De 1958 à aujourd’hui, Luc Moullet, en cinéphile infatigable, a toujours vu, pensé et écrit sur le cinéma, à travers le prisme de cette curieuse et fascinante chose qu’est sa sensibilité. Ce recueil de texte monumental est un véritable bijou d‘intelligence, d‘humour, de délire et de clarté. L’activité critique s’y révèle être à la fois une étude des œuvres et des cinéastes, mais aussi un pur exercice littéraire dans lequel la personnalité et la sensibilité de cet être marginal s’affirment.
Piges choisies. Tel est le titre de ce recueil de textes critiques de Luc Moullet, paru chez l’éditeur Capricci. Sur la couverture, le bon Luc est assis devant une machine à écrire, et avec ce simple détail burlesque et ironique imprime efficacement et profondément son univers et sa personnalité. Pourtant, ces textes sont tout sauf des piges, c’est-à-dire ces choses impersonnelles, alimentaires. Car, malgré l’humour, il serait faux de croire que Moullet soit un gentil qui se plie comme simple tâcheron à la logique d’une quelconque feuille de papier dont il se fout royalement. Radical dans son cinéma, Moullet le sera autant dans sa critique, affirmant d’emblée un style et un ton, tout en reconnaissant à posteriori l’influence des plus anciens que lui, et notamment celle de Truffaut. Car écrire n’est pas une ambition dans le sens où cette activité va contribuer à vous remplir les poches. Écrire est avant tout un moyen de faire entendre au monde, ou plutôt à un cercle restreint de rats de cinémathèque, son avis et ses convictions quant aux films et aux réalisateurs. Mais c’est aussi une façon d’adhérer à un groupe, à une chapelle, et, dans le cas de Moullet qui n’a jamais dissimulé ses admirations, d’inscrire son nom aux côtés de ceux que l’on estime, dans une revue que l’on dévore, à laquelle, malgré les divergences, on adhère. Lui qui était prêt à payer pour avoir ses articles publiés dans Les Cahiers du Cinéma se retrouve tout surpris lorsqu’il se voit pour la première fois rémunéré.

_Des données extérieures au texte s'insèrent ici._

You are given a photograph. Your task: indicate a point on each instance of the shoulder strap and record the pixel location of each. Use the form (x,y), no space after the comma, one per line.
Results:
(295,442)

Rétrospectivement, pour celui qui connaît et apprécie l’œuvre de ce cinéaste, ces textes laissent apparaître ce qu’est la sensibilité de cet homme. S’il ne tombe pas dans une critique subjective délirante, Moullet, dans son approche brillante, claire et limpide des œuvres, dévoile pourtant ce qui exacerbe ses émotions. Les films très personnels de ce réalisateur sont tellement à part qu’ils laissent apparaître d’emblée les composantes de cette singularité. C’est pourquoi il est à la fois fascinant et intéressant de se replonger dans un travail critique qui a parfois précédé le premier passage derrière la caméra, et d’y voir qu’en parlant des autres le cinéaste laisse transparaître des obsessions propres, qui sont comme de germes en vue d’élaborer ses propres films. Car dans un texte comme celui écrit sur Samuel Fuller, certaines phrases pourraient rétrospectivement servir à une étude sur l’œuvre de ce cinéaste/critique. Ainsi, comment ne pas penser à lui en lisant ces remarques : « la lutte perpétuelle contre les éléments, en laquelle l’homme reconnaît sa dignité » ou encore « C’est que l’homme appartient à l’ordre de la terre, et il doit lui ressembler, avec toute son âpre beauté ». Ou alors de voir cet auteur dont les films se situent souvent dans sa région natale, attacher une telle importance, notamment dans son approche du cinéma français, aux lieux de naissance des cinéastes, à l’aspect régionaliste.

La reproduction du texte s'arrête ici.